A luxe family vacation got off to a rough start for two siblings with nut allergies, who were reportedly instructed by cabin crew on their Emirates flight to “sit in the loo” after raising concerns that nuts would be served midflight.
On April 26, Shannen and Sundeep Sahota departed England’s Birmingham Airport en route to Dubai and Singapore to celebrate their parents’ 60th birthday in a trip that cost more than £5,000, or over $6,880, the Evening Standard reports.
According to the outlet, Shannen informed Emirates of her and Sundeep’s potentially life-threatening allergies three times in advance — when booking their flight, checking in, and boarding the plane.
“It was uncomfortable, embarrassing and demeaning. All information we gave them was ignored,” Shannen Sahota recalls of the dreadful flight experience. (iStock)
Forty minutes after takeoff, the siblings were “panic-stricken” to learn that the chicken dinner for the 500 passengers contained cashew nuts.
Though Shannen, 24, and Sundeep, 33, carry EpiPens in case of emergency, they would have to be hospitalized after injecting themselves if exposed to nut residue, a feat not possible at 36,000 feet. Informing Emirates staffers of the serious situation, a crew member allegedly told them it might be best for them to sit in one of the plane’s bathrooms.
“It was uncomfortable, embarrassing and demeaning. All information we gave them was ignored,” Shannen told The Sun. “We were stunned when a supervisor told us [the] “one way round it” was for us to spend the flight in the cabin loo.”
Instead, the siblings sat under blankets at the back of the plane for the duration of the seven and a half hour flight, to avoid inhaling nut residue from the cashews that can be carried through the plane’s air vents.
For their part, Emirates denies having any record of the Sahotas’ allergies.
“We are sorry to hear about Ms. Sahota’s complaint. Emirates tries to cater to all passengers specific needs by offering a number of special meals that cover as many medical, dietary and religious requirements as possible. However, Emirates cannot guarantee completely nut-free flights,” a spokesman for Emirates told The Sun.
“We’ve looked into Ms. Sahota’s booking and our records do not reflect any mention of a nut allergy. All passengers who alert us of a nut allergy prior to travel are informed of our policy and it is also outlined on our website here.”

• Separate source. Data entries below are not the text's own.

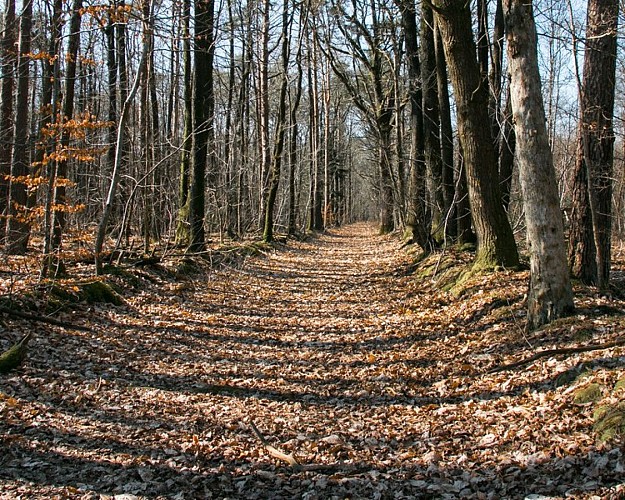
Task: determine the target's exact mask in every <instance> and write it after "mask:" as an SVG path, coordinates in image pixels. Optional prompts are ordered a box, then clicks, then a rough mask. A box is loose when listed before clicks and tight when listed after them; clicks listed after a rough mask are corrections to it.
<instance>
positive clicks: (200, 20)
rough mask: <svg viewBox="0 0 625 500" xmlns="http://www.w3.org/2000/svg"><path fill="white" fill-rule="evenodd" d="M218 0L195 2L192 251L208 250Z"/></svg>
mask: <svg viewBox="0 0 625 500" xmlns="http://www.w3.org/2000/svg"><path fill="white" fill-rule="evenodd" d="M214 20H215V2H214V0H196V1H195V51H194V53H195V54H194V55H195V60H194V62H195V85H194V99H193V117H194V120H193V124H194V127H195V130H194V134H193V139H194V140H193V155H192V157H193V179H192V182H191V197H190V200H189V201H190V206H189V208H190V210H189V226H190V230H191V242H190V245H189V251H190V252H200V251H202V250H204V248H205V245H206V241H205V239H206V238H205V232H204V231H205V230H204V218H205V215H206V214H205V211H206V208H205V199H206V195H205V189H206V179H205V176H206V172H207V168H209V167H210V165H209V156H210V158H211V159H212V158H213V155H214V154H215V148H214V146H215V145H214V138H215V137H214V118H215V117H214V113H215V96H214V93H213V58H214V54H215V44H214Z"/></svg>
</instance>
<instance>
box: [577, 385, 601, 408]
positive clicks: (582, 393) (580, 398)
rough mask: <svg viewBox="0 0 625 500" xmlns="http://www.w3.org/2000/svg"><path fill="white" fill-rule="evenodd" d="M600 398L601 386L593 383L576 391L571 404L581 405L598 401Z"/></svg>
mask: <svg viewBox="0 0 625 500" xmlns="http://www.w3.org/2000/svg"><path fill="white" fill-rule="evenodd" d="M601 397H602V392H601V386H600V385H599V384H597V383H595V382H593V383H591V384H588V385H585V386H584V387H580V388H579V389H577V390H576V391H575V393H574V395H573V403H575V404H578V405H583V404H587V403H594V402H595V401H599V400H600V399H601Z"/></svg>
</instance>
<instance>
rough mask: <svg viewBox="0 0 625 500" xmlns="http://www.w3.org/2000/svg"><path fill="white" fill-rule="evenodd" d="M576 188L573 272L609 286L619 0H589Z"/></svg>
mask: <svg viewBox="0 0 625 500" xmlns="http://www.w3.org/2000/svg"><path fill="white" fill-rule="evenodd" d="M587 12H588V13H587V27H586V51H585V54H584V76H583V82H582V83H581V84H580V86H579V88H580V122H579V127H578V148H577V159H576V164H575V177H574V187H573V200H572V213H571V230H570V236H569V263H570V266H571V269H572V271H573V274H574V275H575V276H577V277H578V278H580V279H581V280H582V281H583V282H585V283H588V284H596V285H597V286H598V287H599V288H606V287H607V286H608V284H609V280H610V267H611V242H612V182H613V181H612V178H613V163H614V131H613V128H612V119H613V118H612V117H613V114H614V94H615V80H616V48H617V43H616V37H617V27H618V12H619V2H618V0H589V1H588V11H587Z"/></svg>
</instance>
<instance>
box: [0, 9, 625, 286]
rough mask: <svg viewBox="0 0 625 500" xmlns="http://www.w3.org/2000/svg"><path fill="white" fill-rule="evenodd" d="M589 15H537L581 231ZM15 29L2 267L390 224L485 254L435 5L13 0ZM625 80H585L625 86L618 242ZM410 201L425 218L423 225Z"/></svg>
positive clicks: (502, 176) (554, 103)
mask: <svg viewBox="0 0 625 500" xmlns="http://www.w3.org/2000/svg"><path fill="white" fill-rule="evenodd" d="M439 4H440V5H439V7H440V6H443V5H444V4H449V5H451V7H449V6H447V8H451V9H452V10H453V9H459V10H464V7H462V8H460V7H458V6H454V2H439ZM612 4H614V5H617V4H618V2H612ZM458 5H459V4H458ZM585 7H586V6H585V5H583V4H582V2H568V1H567V2H551V1H536V2H534V17H535V21H536V23H537V28H538V41H537V47H538V51H539V64H540V71H541V76H542V89H543V99H544V105H545V115H546V129H547V130H546V131H547V133H548V141H549V145H550V147H551V150H552V151H553V158H554V164H555V167H556V172H557V180H558V186H559V194H560V201H561V206H562V209H563V210H564V214H565V216H566V217H567V219H566V220H567V222H568V221H569V219H570V216H571V213H572V212H573V211H574V209H573V208H574V194H573V193H574V190H575V172H576V167H575V164H576V158H577V157H579V156H580V154H581V153H580V152H579V151H578V149H579V148H578V146H577V144H578V141H577V136H578V131H579V130H580V123H581V122H580V119H579V117H580V108H579V97H580V96H583V95H584V88H586V87H584V85H587V83H588V82H585V81H583V78H584V77H585V75H584V74H583V72H582V65H583V58H584V51H585V47H586V39H585V38H584V36H585V29H586V12H585ZM617 7H618V6H617ZM468 8H469V7H467V9H468ZM611 8H612V10H613V11H614V7H611ZM470 9H471V11H472V15H473V30H474V33H473V40H466V43H467V46H469V45H471V44H473V45H474V47H475V48H476V53H475V58H477V63H478V64H479V67H480V72H481V75H482V76H481V77H482V78H483V81H484V84H485V85H487V86H488V89H489V92H490V95H491V97H490V101H489V102H490V104H489V106H490V108H491V111H490V113H491V114H490V116H491V119H492V120H493V125H492V134H493V141H494V143H495V146H496V148H497V151H498V157H499V159H498V160H497V163H498V166H497V170H498V172H499V173H498V174H496V175H498V176H499V178H500V183H499V184H500V186H501V192H502V194H501V196H502V197H503V198H502V200H503V203H504V205H505V207H506V208H507V213H508V219H509V221H510V223H511V226H512V227H513V228H514V231H515V234H517V236H522V233H523V229H524V220H523V216H522V214H523V205H522V202H521V197H520V193H519V189H518V182H517V181H516V180H515V179H516V173H515V169H514V168H513V164H512V157H511V154H510V153H511V152H512V151H513V149H514V140H513V139H514V137H513V133H511V132H510V129H511V122H510V116H509V115H510V107H509V99H508V98H507V97H506V96H507V90H506V89H507V87H508V79H507V78H506V67H507V63H506V56H505V41H504V31H503V29H504V27H503V18H502V3H501V2H494V1H486V0H480V1H478V2H475V3H473V4H472V5H471V6H470ZM616 12H618V8H617V9H616ZM410 18H412V23H413V25H412V30H411V29H410V28H409V29H408V31H406V29H407V27H410V26H411V24H410V23H411V21H410ZM615 25H616V24H615ZM621 25H622V23H618V26H621ZM2 26H3V30H2V49H1V56H2V108H1V110H0V114H1V118H0V126H1V132H0V133H1V137H0V169H1V174H2V175H1V177H2V178H1V179H0V204H1V206H0V209H1V210H2V212H3V213H4V214H5V219H4V221H5V223H6V224H3V225H2V232H3V238H4V241H5V252H6V253H9V254H10V253H23V252H24V251H25V250H26V249H27V248H32V249H35V250H36V251H38V252H41V254H42V255H44V256H45V257H46V258H45V259H43V264H42V266H41V267H42V274H43V275H47V274H48V273H51V274H52V275H54V273H55V272H57V271H58V266H59V262H60V261H62V260H63V259H62V257H63V255H62V252H63V251H64V250H68V249H69V246H68V245H67V244H64V241H66V240H68V239H69V240H72V241H74V242H77V241H79V242H80V243H81V247H82V249H83V250H84V252H85V253H86V254H88V253H89V252H91V253H92V254H93V253H95V254H96V255H103V252H104V251H106V252H109V254H107V255H110V252H111V251H113V250H116V251H119V250H124V249H130V248H132V249H133V251H134V252H138V253H144V254H150V253H151V252H152V251H153V250H154V249H155V246H156V245H165V246H166V247H168V248H171V247H173V246H174V245H176V246H183V247H185V248H187V249H188V250H189V251H198V250H201V249H202V246H203V244H204V242H205V240H206V237H205V235H204V233H208V234H210V235H211V238H212V237H213V235H217V236H216V237H218V238H220V239H222V238H224V237H230V238H241V237H244V236H245V235H248V234H254V233H258V231H259V230H260V231H263V230H264V236H265V238H266V239H271V237H272V231H273V228H274V224H275V227H276V228H277V230H278V231H280V232H282V233H294V232H296V231H304V230H307V229H316V230H320V229H323V228H326V227H332V226H334V225H337V224H341V223H344V222H350V221H356V220H375V219H377V220H380V222H381V228H382V230H383V231H389V230H392V229H394V228H403V227H408V229H409V230H411V229H413V228H414V226H415V225H421V226H423V227H424V228H425V231H426V232H427V233H429V234H431V235H432V236H433V240H430V242H429V243H427V245H430V244H432V245H433V246H438V245H440V244H442V243H443V242H447V243H449V242H453V241H459V242H461V243H462V242H463V241H468V242H470V241H474V235H473V234H472V227H471V222H470V217H468V215H467V214H468V213H470V210H471V208H470V207H469V206H468V203H467V195H466V186H465V184H464V182H465V181H464V177H465V175H464V174H463V155H462V154H461V153H462V151H461V149H462V148H461V147H460V146H461V144H460V142H459V140H458V132H457V127H456V118H457V114H456V109H455V97H454V90H453V88H451V86H450V85H449V82H448V79H447V76H446V75H447V65H448V62H446V60H445V55H444V53H443V50H442V41H441V37H440V33H439V29H438V28H437V23H435V22H434V17H433V12H432V9H431V8H430V6H429V4H427V3H425V4H424V5H423V6H421V5H420V3H417V4H416V5H415V4H414V3H411V2H405V1H396V2H391V1H379V0H371V1H368V2H357V1H353V2H289V1H285V2H269V1H258V2H235V1H227V2H226V1H224V2H213V1H200V0H198V1H197V2H195V3H192V2H179V1H176V2H156V1H152V2H150V1H145V2H142V3H126V2H118V1H115V2H112V3H98V2H95V3H93V2H88V1H83V0H81V1H78V0H76V1H74V2H63V1H61V0H57V1H54V2H52V1H51V2H38V1H33V2H27V3H25V4H23V5H19V4H16V3H15V2H14V0H8V1H7V2H6V4H5V13H4V19H3V22H2ZM613 35H614V36H616V37H617V38H618V40H619V41H620V36H618V33H613ZM622 66H623V59H622V51H621V50H620V48H619V49H618V54H617V56H616V80H615V81H614V77H611V76H610V75H607V76H606V75H605V74H603V75H602V74H601V73H597V74H591V75H589V78H594V80H595V81H599V82H601V81H614V84H615V85H616V87H617V92H616V98H615V99H614V102H613V104H614V106H615V112H614V116H615V119H614V135H611V134H610V139H609V140H612V141H614V142H615V144H616V146H615V149H614V151H615V157H614V168H613V171H611V172H610V181H611V183H612V186H611V187H613V191H612V192H613V194H612V192H610V193H609V194H608V195H607V196H608V197H609V198H610V204H613V208H614V210H613V212H612V214H610V221H611V224H612V227H613V230H614V232H615V233H616V235H617V236H618V237H620V236H621V234H622V232H623V226H624V224H625V223H624V222H623V210H624V208H623V203H624V202H623V199H624V195H623V193H624V189H625V188H624V187H623V171H624V169H623V161H624V160H623V148H624V147H625V146H624V145H623V144H624V141H623V140H622V137H623V127H622V120H621V116H622V115H623V103H622V99H621V96H622V95H623V92H622V91H621V88H622V85H623V78H622V77H621V75H622V71H623V70H622ZM603 69H606V68H603ZM606 70H609V68H607V69H606ZM415 99H416V101H415ZM411 103H415V106H412V107H411ZM415 114H416V115H417V117H418V120H417V121H414V122H413V121H412V120H413V117H414V116H415ZM610 126H612V124H611V123H610ZM417 130H418V131H417ZM411 134H417V135H419V134H420V136H419V137H415V138H413V137H412V135H411ZM608 149H609V148H608ZM495 184H496V183H494V182H493V186H494V185H495ZM415 200H420V201H419V203H420V204H421V205H422V208H421V210H422V211H424V216H423V217H421V219H420V220H419V221H417V223H416V224H415V220H413V219H415V217H414V207H413V205H414V204H415V203H416V202H415ZM269 203H270V205H269ZM586 203H588V202H586ZM267 207H270V208H269V210H267ZM267 212H269V213H270V215H271V218H272V219H271V220H270V221H269V223H268V222H267V220H266V215H267ZM411 217H412V218H411ZM267 231H269V233H267ZM96 235H97V237H96ZM104 247H105V248H104ZM103 248H104V250H103ZM50 259H52V261H51V260H50ZM570 261H571V264H572V265H573V264H574V263H573V261H574V257H572V256H570ZM52 264H54V265H53V266H52V267H53V269H52V270H51V271H50V269H48V267H50V265H52ZM55 266H56V267H55ZM578 273H579V271H578Z"/></svg>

“When alerted during the flight, our crew tried their best to offer Ms. Sahota and her brother alternative locations in an open space in back of the aircraft cabin to minimize their proximity to other passengers who may be consuming meals with nuts,” they added. “We apologies for any inconvenience caused and our customer care team will be in touch with Miss Sahota directly.”
Emirates did not immediately return Fox News’ request for additional comment.
The incident marks the third time in recent months that the midflight distribution of nuts on a major airline carrier has caused concern. In February, a 10-year-old boy suffered a near-fatal allergic reaction after eating a cashew in the high skies on an American Airlines flight. In March, a 9-year-old boy suffered a severe allergic reaction after eating peanuts on a Southwest flight, though the carrier was informed in advance of his life-threatening allergy.